Try as it might to be a newfangled attempt to warn viewers to the perils of mankind’s collective assault on the global ecosystem, the gorgeously shot but narratively bereft documentary “River” is a narrative train wreck.
It achieves little beyond reminding general audiences why art house posturing and tree-hugging messaging will forever fail to impress those not already indoctrinated with pie-in-the-sky hoopla and unfounded fearmongering.
Baring more than a passing resemblance to the equally misguided “Watermark” (2017), co-director (along with first-timer Joseph Nizeti), Jennifer Peedom’s follow-up to her equally unimaginatively titled “Mountain,” “River” is all aesthetics, thoroughly lacking in anything resembling context.
Earth Day
Ironically (or perhaps not) released on Earth Day (April 22), “River” attempts, with middling results, to capture the spirit and visual grandeur of past like-minded “Disneynature” Earth Day productions such as “Oceans,” “The Crimson Wing,” and “Dolphin Reef.” Comparisons can also be made to the Greg MacGillivray-directed IMAX shorts “The Living Sea,” “Dolphins,” and “Grand Canyon Adventure: River at Risk.”Radiohead Warning
Known mostly as the leader of the band Radiohead, Greenwood has scored quite a few features, including “You Were Never Really Here,” “Spencer,” “The Power of the Dog,” and the five most recent films by director Paul Thomas Anderson.
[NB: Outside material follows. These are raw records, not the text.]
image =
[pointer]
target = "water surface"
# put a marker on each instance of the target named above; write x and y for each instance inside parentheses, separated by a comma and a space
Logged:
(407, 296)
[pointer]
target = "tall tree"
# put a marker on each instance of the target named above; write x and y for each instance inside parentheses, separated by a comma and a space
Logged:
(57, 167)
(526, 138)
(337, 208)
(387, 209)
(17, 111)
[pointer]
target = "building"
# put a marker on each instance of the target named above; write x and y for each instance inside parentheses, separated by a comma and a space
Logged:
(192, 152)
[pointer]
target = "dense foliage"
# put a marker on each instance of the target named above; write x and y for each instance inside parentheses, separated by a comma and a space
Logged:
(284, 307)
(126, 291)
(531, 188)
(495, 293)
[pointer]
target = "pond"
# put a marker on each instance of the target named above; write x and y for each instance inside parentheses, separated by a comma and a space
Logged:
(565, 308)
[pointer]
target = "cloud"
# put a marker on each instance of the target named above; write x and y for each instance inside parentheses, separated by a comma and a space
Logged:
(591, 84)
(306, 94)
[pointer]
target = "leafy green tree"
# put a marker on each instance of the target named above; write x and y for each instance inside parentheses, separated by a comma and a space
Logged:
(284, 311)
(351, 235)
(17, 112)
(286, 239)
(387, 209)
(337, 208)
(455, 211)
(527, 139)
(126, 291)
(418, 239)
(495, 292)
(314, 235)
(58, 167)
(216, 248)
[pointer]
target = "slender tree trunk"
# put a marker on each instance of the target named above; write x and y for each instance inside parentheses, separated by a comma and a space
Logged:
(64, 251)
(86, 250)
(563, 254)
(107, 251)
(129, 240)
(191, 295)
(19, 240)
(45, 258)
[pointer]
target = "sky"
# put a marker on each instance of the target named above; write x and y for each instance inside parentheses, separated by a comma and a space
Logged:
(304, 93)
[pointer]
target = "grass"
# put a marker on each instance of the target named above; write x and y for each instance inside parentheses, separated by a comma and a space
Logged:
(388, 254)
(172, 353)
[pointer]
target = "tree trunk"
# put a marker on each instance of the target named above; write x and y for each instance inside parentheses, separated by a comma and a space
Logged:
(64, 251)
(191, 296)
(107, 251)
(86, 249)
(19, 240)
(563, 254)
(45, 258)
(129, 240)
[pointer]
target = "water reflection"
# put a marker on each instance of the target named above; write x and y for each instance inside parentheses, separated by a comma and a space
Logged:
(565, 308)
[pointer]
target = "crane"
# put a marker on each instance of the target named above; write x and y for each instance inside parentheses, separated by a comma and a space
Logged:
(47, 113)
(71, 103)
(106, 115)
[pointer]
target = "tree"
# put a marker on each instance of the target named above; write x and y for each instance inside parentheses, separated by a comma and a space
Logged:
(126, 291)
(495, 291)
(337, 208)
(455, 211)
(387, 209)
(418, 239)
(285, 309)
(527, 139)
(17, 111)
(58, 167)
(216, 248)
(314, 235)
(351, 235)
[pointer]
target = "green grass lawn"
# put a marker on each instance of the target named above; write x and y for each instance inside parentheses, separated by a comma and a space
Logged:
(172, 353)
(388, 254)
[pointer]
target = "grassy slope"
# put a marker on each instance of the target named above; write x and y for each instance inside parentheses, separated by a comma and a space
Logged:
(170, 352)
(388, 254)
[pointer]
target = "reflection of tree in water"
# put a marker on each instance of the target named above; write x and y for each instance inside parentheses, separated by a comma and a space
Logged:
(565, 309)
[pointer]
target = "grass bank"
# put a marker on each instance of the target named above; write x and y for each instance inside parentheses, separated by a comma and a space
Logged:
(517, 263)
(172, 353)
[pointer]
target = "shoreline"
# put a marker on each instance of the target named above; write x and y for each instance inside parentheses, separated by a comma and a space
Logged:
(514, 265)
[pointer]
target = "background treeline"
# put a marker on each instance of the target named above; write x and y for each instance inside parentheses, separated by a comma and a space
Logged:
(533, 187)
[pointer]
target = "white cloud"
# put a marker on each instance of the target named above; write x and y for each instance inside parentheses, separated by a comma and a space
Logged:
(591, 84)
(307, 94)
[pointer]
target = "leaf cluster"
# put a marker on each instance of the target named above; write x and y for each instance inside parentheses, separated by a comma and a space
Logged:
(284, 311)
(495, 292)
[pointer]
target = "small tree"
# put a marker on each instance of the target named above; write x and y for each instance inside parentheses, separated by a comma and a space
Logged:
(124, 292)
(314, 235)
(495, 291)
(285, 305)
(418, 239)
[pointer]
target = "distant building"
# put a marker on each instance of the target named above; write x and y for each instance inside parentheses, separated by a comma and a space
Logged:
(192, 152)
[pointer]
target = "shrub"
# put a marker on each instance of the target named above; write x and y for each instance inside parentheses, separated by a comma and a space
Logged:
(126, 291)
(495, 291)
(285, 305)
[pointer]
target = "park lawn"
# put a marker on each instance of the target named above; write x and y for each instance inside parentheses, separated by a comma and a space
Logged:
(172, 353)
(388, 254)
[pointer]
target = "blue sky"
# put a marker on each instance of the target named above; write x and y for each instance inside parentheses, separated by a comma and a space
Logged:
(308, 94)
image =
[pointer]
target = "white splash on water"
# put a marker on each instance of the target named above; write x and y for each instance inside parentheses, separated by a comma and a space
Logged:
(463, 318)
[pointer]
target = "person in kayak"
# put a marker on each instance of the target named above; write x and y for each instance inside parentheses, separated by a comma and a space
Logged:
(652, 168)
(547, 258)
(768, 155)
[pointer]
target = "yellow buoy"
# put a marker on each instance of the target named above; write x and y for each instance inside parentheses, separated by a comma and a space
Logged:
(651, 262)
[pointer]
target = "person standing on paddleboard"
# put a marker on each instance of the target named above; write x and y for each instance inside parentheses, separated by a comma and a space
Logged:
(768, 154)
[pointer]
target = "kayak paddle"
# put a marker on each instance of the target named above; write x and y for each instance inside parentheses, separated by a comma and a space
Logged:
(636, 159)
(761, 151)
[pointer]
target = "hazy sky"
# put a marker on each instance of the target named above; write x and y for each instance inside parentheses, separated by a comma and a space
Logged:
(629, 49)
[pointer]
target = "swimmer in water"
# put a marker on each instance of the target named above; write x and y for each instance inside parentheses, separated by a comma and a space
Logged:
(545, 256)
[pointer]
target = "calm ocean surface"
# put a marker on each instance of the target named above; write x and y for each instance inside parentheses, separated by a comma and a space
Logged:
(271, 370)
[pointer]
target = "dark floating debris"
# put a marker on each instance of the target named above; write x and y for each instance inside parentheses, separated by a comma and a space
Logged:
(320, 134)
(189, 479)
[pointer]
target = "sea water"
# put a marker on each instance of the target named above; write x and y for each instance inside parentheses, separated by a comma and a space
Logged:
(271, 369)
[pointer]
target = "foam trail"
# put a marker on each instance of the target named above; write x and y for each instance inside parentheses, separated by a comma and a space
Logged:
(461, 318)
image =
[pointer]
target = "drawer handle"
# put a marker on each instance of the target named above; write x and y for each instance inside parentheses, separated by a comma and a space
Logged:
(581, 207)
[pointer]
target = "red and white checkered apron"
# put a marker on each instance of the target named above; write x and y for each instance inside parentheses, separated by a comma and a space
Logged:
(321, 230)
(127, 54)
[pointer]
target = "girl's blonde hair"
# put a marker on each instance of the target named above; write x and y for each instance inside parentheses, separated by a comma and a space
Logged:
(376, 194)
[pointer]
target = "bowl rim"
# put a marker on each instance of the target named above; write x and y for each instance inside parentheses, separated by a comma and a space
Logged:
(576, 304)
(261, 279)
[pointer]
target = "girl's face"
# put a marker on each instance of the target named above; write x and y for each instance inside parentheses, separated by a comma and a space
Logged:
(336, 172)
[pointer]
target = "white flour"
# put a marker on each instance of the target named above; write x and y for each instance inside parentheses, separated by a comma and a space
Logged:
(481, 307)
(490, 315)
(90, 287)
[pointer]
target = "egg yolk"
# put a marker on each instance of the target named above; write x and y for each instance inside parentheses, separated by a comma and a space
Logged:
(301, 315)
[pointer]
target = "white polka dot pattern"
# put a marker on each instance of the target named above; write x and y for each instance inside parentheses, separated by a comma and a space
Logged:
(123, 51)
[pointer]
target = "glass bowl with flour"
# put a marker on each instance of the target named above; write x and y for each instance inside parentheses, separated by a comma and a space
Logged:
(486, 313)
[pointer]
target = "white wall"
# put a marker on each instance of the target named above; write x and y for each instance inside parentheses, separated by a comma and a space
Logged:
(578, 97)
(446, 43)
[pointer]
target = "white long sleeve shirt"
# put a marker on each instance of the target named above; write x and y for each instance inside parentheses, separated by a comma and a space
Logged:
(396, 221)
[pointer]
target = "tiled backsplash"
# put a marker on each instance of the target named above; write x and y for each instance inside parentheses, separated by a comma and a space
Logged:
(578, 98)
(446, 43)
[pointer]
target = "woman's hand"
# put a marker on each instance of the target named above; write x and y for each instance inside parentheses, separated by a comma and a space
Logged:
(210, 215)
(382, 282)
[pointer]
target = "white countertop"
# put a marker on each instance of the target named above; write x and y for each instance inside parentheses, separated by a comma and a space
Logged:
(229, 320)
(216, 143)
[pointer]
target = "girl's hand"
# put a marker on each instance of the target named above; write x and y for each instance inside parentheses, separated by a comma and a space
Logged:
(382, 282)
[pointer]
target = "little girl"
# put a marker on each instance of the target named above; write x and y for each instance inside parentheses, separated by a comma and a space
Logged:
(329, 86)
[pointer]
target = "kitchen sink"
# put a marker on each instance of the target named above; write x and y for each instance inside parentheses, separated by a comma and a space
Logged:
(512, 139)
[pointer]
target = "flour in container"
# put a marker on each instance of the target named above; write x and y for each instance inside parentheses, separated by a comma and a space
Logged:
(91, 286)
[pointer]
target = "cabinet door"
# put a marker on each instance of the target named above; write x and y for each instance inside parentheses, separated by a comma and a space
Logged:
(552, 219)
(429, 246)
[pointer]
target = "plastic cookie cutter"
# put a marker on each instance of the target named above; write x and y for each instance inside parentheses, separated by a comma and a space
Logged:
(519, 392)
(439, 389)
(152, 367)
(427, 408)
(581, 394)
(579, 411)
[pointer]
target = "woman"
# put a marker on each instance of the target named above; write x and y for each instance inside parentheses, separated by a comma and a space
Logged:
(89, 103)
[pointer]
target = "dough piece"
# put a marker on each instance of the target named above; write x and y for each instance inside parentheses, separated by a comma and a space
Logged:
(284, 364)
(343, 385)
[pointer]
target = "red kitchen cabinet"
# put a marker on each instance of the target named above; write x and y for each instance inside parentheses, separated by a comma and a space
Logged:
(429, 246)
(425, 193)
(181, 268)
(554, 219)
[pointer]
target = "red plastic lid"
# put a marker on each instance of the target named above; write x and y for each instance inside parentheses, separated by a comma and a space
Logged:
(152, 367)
A caveat-emptor for Greenwood and Radiohead fans: although both are listed on the film’s poster, there is only a single Greenwood composition (an excerpt of “Water” from 2012) and just one truncated Radiohead performance.We catch a whiff of the film’s pompous self-awareness at the top with the inclusion of a quote from the 1957 W.H. Auden poem “First Things First”: “Thousands have lived without love but not one without water.” Wow, that’s some deep, deep, fortune cookie-level stuff and only hints at what’s to come.
Word Salads
The screenplay was co-written by the directors, and it is … a disaster. Here are some examples on the nonsensical doublespeak contained in the film:“For eons, running water obeyed only its own laws … to be truly alive, a river must be wild: willful and unhindered. Yearning for the ocean, its only purpose is to descend.” Water has its own laws?!
“For all their might, though, rivers are fragile: easily harmed, not so easily mended, … time and again, upstream need and upstream greed have led to downstream disaster.” Mighty, yet fragile … ?
“We must ask ourselves are we being good ancestors?” What does that mean?!
“As we have learned to harness the power of rivers, have we forgotten to revere them?” Do rivers even know if they’re being revered?
“Rivers are the source of human dreams.” Foolish me, I thought sleep was the source of dreams.
“We once worshipped rivers as gods.” So were the Sun, the Moon, the stars, and fire until we figured out there is only one deity.
“Rivers run into the future and remember the past.” Wow, water has a memory and can time travel?
The Trouble With Dams
Largely devoid of political finger-wagging, “River” nonetheless projects some degree of guilt and shame on inanimate objects, namely dams. Acknowledging that dams artificially control water flow while often providing a reliable source for electricity, these man-made constructs are allegedly responsible for parched riverbeds. The filmmakers back up this claim with a time-lapse segment where one dam is “imploded,” and water does indeed soon revitalize dried earth which is good thing, that is, until this same unnamed river banks are flooded by future rains.Also going unidentified are the 39 countries visited for the (mostly drone captured) footage. The filmmakers and their 18 (!) cinematographers come up with some truly spectacular images, many of which bare a strong resemblance to paintings by Georgia O’Keefe. Actually, knowing just where the images originated would have provided some much-needed context.
Before even starting, the film includes text which reads: “This work contains flashing images which may affect viewers who are susceptible to photosensitive epilepsy.” I noticed this same exact warning-disclaimer at the start of “Infinity Pool” from earlier this year and, after viewing both films, I understand its intent.
If you are sensitive to sudden bright and flashy visuals, you might want to skip this one. The same advice goes for anyone not interested in mediocre, self-aggrandizing filmmaking.